The financial information contained in this interim report has not been audited and does not constitute statutory accounts within the meaning of Section 435 of the Companies Act 2006. A copy of the statutory accounts for the year ended 31 December 2012 has been delivered to the Registrar of Companies. The auditors' opinion on these accounts was unqualified and does not contain an emphasis of matter paragraph or a statement made under Section 498(2) and Section 498(3) of the Companies Act 2006.
The interim condensed financial statements have been prepared in accordance with International Financial Reporting Standards ("IFRS") including IAS 34 "Interim Financial Reporting". For these purposes, IFRS comprise the Standards issued by the International Accounting Standards Board ("IASB") and Interpretations issued by the International Financial Reporting Interpretations Committee ("IFRIC") that have been adopted by the European Union.
Where necessary, the comparatives have been reclassified from the previously reported interim results to take into account any presentational changes made in the Annual Report.
These interim condensed financial statements were approved by the board of directors on 29 August 2013. At the time of approving these financial statements, the directors have a reasonable expectation that the company and the group have adequate resources to continue to operate for the foreseeable future. They therefore continue to adopt the going concern basis of accounting in preparing the financial statements.
2 |
Accounting policies |
These interim condensed financial statements have been prepared on the basis of accounting policies consistent with those applied in the financial statements for the year ended 31 December 2012. In addition, the group has implemented the following new and revised standards and interpretations:
IAS 1 (amendment) |
Financial statement presentation |
IAS 19 (revised) |
Employee benefits |
IFRS 13 |
Fair value measurement |
A summary of each of the above standards and interpretations was provided on page 35 of the 2012 Annual Report. The adoption of IAS 1 and IFRS 13 has had no material impact on the group's results, assets and liabilities.
IAS 19 (revised) amends the accounting for employment benefits. The group has applied the standard retrospectively in accordance with the transition provisions of the standard and the comparative figures have been restated. The impact on the group has been in the following areas:
The standard requires that only administrative costs relating to the cost of managing plan assets can be deducted from the actual return on assets. This has no effect on total comprehensive income as the increased charge in profit or loss is offset by a credit in other comprehensive income. The effect has been that the income statement charge for the period to 30 June 2012 has increased by £91,000 and for the year to 31 December 2012 has increased by £171,000.

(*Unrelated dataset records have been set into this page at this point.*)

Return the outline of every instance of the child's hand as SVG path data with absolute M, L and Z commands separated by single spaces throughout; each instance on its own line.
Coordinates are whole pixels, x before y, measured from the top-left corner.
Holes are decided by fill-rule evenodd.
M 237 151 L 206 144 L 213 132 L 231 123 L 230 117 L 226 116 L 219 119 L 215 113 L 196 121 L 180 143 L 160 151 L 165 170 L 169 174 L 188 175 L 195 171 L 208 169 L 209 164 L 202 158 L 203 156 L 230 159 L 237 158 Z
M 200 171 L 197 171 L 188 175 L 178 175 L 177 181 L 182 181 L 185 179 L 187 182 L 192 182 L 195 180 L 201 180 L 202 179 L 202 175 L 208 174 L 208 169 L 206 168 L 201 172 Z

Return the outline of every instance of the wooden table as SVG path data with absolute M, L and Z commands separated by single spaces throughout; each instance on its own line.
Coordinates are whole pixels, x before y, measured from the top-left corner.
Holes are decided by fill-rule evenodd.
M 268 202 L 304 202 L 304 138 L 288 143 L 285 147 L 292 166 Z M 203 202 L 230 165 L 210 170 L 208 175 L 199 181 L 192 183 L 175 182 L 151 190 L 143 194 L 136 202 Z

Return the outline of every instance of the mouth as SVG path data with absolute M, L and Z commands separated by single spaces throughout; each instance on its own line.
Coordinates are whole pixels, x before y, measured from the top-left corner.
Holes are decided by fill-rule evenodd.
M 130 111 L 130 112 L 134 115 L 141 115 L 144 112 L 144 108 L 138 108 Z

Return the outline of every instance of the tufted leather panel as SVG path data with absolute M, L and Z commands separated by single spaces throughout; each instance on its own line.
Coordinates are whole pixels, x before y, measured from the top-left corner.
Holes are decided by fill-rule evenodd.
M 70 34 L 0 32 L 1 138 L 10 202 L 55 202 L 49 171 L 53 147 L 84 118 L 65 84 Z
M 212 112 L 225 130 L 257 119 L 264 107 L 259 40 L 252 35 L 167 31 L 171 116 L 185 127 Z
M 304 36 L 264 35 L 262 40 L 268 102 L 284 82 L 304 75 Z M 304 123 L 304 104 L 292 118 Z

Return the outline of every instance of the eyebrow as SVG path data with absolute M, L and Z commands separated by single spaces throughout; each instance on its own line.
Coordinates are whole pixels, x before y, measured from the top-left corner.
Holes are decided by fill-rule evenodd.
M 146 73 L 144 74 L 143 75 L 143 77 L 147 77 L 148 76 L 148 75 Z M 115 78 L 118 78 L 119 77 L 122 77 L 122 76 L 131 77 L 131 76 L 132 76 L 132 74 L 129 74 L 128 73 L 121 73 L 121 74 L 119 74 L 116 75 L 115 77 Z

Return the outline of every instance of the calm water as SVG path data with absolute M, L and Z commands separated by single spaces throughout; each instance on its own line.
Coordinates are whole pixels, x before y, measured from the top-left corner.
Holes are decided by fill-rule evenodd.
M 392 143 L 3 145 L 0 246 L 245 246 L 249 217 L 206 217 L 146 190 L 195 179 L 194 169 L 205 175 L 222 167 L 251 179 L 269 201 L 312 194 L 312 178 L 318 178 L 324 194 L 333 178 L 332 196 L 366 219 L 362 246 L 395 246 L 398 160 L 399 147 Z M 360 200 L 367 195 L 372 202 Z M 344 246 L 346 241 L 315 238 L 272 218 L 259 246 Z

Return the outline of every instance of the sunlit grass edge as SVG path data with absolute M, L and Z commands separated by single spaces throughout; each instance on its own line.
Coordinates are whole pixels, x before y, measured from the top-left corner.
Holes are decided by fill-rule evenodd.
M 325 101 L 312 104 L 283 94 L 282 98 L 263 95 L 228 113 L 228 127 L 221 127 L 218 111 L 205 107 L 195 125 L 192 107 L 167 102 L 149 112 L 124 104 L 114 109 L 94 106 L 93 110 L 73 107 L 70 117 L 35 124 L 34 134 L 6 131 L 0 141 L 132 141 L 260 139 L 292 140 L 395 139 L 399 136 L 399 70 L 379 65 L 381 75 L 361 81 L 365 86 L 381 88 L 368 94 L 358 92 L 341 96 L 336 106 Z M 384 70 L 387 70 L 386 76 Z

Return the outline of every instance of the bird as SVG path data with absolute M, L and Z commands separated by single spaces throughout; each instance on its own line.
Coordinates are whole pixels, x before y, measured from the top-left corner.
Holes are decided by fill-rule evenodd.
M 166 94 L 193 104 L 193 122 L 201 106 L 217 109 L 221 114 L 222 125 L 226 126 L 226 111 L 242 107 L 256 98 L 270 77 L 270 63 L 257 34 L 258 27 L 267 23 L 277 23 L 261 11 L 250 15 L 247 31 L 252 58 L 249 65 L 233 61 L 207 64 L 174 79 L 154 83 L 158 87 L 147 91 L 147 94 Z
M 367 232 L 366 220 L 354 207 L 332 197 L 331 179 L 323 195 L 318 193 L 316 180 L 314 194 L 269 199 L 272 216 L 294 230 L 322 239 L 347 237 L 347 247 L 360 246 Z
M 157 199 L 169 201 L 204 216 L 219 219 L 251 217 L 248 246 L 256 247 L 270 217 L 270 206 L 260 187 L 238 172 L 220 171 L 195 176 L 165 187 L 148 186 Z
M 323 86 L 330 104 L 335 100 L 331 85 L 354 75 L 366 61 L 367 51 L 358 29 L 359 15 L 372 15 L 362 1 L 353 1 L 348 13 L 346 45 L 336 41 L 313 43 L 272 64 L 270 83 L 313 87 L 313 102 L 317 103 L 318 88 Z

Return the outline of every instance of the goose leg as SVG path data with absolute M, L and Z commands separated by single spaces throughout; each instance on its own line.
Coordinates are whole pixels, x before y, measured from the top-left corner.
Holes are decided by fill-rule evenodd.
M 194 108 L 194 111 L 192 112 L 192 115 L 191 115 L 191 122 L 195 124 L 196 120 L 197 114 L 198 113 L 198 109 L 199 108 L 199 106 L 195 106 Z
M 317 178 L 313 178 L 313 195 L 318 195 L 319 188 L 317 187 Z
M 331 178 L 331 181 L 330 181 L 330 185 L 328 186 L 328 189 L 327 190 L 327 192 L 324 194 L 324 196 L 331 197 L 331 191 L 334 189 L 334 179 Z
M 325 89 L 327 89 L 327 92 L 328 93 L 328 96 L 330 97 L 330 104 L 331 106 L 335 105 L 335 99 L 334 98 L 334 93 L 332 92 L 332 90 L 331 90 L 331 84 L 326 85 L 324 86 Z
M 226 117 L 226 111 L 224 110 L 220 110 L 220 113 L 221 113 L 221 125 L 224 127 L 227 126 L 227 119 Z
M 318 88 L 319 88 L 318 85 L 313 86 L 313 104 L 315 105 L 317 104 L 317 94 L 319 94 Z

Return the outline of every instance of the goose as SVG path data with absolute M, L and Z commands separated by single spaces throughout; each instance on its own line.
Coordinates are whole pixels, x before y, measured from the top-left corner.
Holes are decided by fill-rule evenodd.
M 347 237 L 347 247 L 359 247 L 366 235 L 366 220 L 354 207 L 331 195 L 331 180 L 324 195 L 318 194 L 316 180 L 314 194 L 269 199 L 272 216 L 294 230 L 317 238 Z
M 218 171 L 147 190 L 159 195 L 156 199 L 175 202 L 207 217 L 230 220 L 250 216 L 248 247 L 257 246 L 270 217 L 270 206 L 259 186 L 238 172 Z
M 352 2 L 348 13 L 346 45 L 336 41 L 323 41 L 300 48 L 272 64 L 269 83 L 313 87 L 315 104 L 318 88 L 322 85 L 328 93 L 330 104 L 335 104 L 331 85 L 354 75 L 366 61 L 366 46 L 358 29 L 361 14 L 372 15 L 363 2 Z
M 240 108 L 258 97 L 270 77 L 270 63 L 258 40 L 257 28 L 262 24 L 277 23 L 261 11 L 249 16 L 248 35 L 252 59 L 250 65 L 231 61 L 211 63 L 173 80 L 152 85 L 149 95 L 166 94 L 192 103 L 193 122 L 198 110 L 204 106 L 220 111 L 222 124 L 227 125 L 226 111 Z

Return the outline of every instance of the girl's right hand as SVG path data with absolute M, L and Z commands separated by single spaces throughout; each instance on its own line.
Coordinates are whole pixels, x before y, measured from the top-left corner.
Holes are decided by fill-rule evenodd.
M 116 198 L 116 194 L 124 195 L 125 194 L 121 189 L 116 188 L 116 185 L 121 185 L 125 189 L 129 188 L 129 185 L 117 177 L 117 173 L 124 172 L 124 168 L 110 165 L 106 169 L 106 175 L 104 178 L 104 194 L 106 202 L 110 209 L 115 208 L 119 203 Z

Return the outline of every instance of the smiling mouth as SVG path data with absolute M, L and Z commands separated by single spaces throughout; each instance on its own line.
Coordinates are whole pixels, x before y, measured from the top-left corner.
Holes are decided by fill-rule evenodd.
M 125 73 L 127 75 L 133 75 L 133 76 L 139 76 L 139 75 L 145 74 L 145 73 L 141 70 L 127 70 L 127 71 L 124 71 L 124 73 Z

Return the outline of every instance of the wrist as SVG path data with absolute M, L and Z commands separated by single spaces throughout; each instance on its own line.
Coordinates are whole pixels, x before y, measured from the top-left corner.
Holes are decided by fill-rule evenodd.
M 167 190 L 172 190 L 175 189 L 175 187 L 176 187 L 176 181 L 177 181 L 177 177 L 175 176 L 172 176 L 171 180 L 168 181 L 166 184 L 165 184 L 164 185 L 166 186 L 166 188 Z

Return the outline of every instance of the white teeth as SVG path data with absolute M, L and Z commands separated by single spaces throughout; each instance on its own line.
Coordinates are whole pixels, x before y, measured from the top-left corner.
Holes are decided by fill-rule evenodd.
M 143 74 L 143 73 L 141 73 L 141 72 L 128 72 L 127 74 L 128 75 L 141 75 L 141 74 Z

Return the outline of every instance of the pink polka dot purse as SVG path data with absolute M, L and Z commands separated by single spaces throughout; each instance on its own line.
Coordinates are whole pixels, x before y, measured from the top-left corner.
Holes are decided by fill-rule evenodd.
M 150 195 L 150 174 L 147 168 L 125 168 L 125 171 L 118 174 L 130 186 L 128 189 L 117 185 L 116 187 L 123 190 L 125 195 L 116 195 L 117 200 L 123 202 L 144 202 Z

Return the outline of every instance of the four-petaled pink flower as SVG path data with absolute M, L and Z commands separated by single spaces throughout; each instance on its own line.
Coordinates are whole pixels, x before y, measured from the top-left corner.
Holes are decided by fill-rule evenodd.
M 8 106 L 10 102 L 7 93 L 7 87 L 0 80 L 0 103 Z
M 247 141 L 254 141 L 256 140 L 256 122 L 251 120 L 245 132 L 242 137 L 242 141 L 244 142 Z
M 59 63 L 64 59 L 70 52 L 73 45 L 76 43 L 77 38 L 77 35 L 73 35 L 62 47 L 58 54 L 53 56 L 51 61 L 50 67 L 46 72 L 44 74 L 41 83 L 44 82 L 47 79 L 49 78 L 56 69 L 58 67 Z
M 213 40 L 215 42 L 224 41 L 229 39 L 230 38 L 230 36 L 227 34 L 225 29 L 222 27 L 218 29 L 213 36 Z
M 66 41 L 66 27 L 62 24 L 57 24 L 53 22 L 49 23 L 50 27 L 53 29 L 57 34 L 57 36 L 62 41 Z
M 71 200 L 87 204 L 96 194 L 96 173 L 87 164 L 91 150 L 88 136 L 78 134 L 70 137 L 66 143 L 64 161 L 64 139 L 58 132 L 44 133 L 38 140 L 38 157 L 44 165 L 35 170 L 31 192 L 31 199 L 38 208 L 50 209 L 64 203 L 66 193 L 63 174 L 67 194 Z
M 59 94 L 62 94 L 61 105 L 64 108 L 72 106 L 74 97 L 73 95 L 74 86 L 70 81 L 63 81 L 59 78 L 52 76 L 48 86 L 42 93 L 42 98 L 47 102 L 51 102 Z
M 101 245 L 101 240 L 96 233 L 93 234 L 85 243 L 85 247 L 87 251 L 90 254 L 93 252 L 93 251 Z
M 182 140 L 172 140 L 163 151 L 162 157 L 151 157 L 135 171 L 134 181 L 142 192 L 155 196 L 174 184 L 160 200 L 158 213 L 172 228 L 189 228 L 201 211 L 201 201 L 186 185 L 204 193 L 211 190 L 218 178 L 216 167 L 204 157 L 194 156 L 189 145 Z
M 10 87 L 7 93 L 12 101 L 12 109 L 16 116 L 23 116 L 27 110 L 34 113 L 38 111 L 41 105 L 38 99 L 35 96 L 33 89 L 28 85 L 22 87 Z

The standard replaces the interest cost on the defined benefit obligation and the expected return on plan assets with a net interest cost based on the net defined benefit asset or liability and the discount rate, measured at the beginning of the year. There is no change to determining the discount rate, this continues to reflect the yield on high-quality corporate bonds. This has increased the income statement charge as the discount rate applied to assets is lower than the expected return on assets. This has no effect on total comprehensive income as the increased charge in the income statement is offset by a credit in other comprehensive income. The effect has been that the income statement charge for the period to 30 June 2012 has increased by £429,000 and for the year to 31 December 2012 has increased by £853,000.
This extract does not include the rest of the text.